Nykoluk's suggestions to Shero are usually adopted posthaste. "Fred and I think alike," he says. "Together we go over exactly what we plan to do." Nykoluk then implements the game plans, while Shero stands aside.

"Fred allows Mike to do most of the coaching," says Center Phil Esposito. "Mike's an intelligent hockey man but, more important, he knows how to handle players as people." Adds the 22-year-old Maloney, "You've got to give Shero credit for realizing that he hasn't got the personality to deal with his personnel on an individual level. Mike can relate to us."

Because of Shero's shortcomings as a communicator, the Rangers stubbornly refused to hire him as head coach during the 1960s even though he regularly coached their top minor league farm teams to championships. Tired of waiting for a call from New York, in 1971 Shero accepted an offer to coach the Philadelphia Flyers. Ever the innovator, Shero persuaded the Flyers to hire Nykoluk as the NHL's first full-time assistant following the 1971-72 season.

"Fred and I knew each other during the 1950s when we played for the old Winnipeg Warriors," says Nykoluk. "We met again when he was coaching Buffalo and I was playing for Hershey in the American Hockey League." Nykoluk, a center noted for his playmaking and defensive skills, was a minor legend in Hershey by the time he retired in 1972 after 14 seasons with the Bears. The team then retired his No. 8.

The Shero-Nykoluk tandem coached Philadelphia to four straight first-place divisional finishes and two Stanley Cups. In 1977, the Flyer management, unhappy about the team's quick exit from the playoffs, reassigned Nykoluk to the post of Director of Player Development and sent him off to work with the young Maine Mariners.

"They called it a promotion," Nykoluk grunts, "but it was just a fancy title." When Shero skipped out on his Philadelphia contract last summer and signed with the Rangers, Nykoluk happily rejoined his mentor as assistant coach.

But is he really "assisting"? "Fred does call me coach, probably because I'm closer to the players," says Nykoluk, who may well become the head coach next season if Shero decides to concentrate full-time on his general manager's duties. "But I'm not looking forward to that now," Nykoluk says. The biggest difference between Shero and Nykoluk, the assistant jokes, is that Shero knows players by their last names, Nykoluk by their first names.

"Mike wants us to express our opinions, even if they aren't popular," says Esposito, who has never been known to suppress one. "Last year you could make suggestions, but nobody listened. Now if you say practice is boring, Mike takes action." Easygoing and approachable, Nykoluk has also named six "captains." including Esposito, with whom he meets regularly. "It's an informal way of keeping tabs on everybody." Nykoluk says. "We keep people talking to find out what, if anything, bothers them." This open-door policy has helped generate a loose, one-for-all atmosphere on the Rangers, a climate notoriously absent in the past.

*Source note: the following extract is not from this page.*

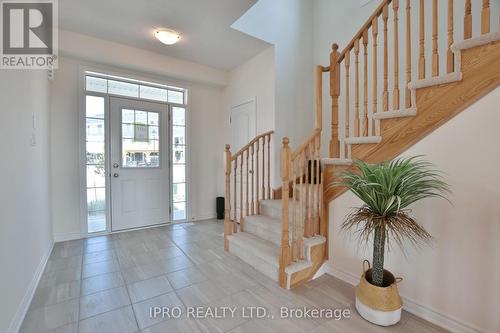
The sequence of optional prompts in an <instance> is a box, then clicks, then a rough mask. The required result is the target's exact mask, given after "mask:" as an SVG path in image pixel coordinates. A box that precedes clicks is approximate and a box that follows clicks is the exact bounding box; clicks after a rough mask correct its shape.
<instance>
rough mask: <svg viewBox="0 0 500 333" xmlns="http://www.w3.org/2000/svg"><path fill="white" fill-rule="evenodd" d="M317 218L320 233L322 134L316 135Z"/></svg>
mask: <svg viewBox="0 0 500 333" xmlns="http://www.w3.org/2000/svg"><path fill="white" fill-rule="evenodd" d="M315 142H316V197H317V200H316V220H315V223H314V224H315V225H316V231H315V234H319V217H320V215H319V212H320V207H321V206H320V200H321V192H320V190H321V188H320V177H321V164H320V163H321V156H320V149H321V135H318V136H317V137H316V141H315Z"/></svg>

Is it Shero Mystique or Nykoluk Technique that brought the Rangers so far this season? Are those 30-second skating shifts the Rangers employed against the Islanders a Shero strategy or a Nykoluk ploy?

"We work together," Nykoluk says firmly. "We think alike. Of course, Fred is simply a hockey genius. After the first period of our opening playoff game in Philadelphia, I was wondering how we could hang on to our lead. But Fred said, 'Think about bringing up Bobby Sheehan. We're going to need more speed.' Here I am worrying about that night's game, that next 20 minutes, and he's already seeing the overall picture, finding new ways to make it all click."

With Shero plotting and analyzing future Ranger moves, Nykoluk's current chores are streamlined. All he has to do is coach and communicate.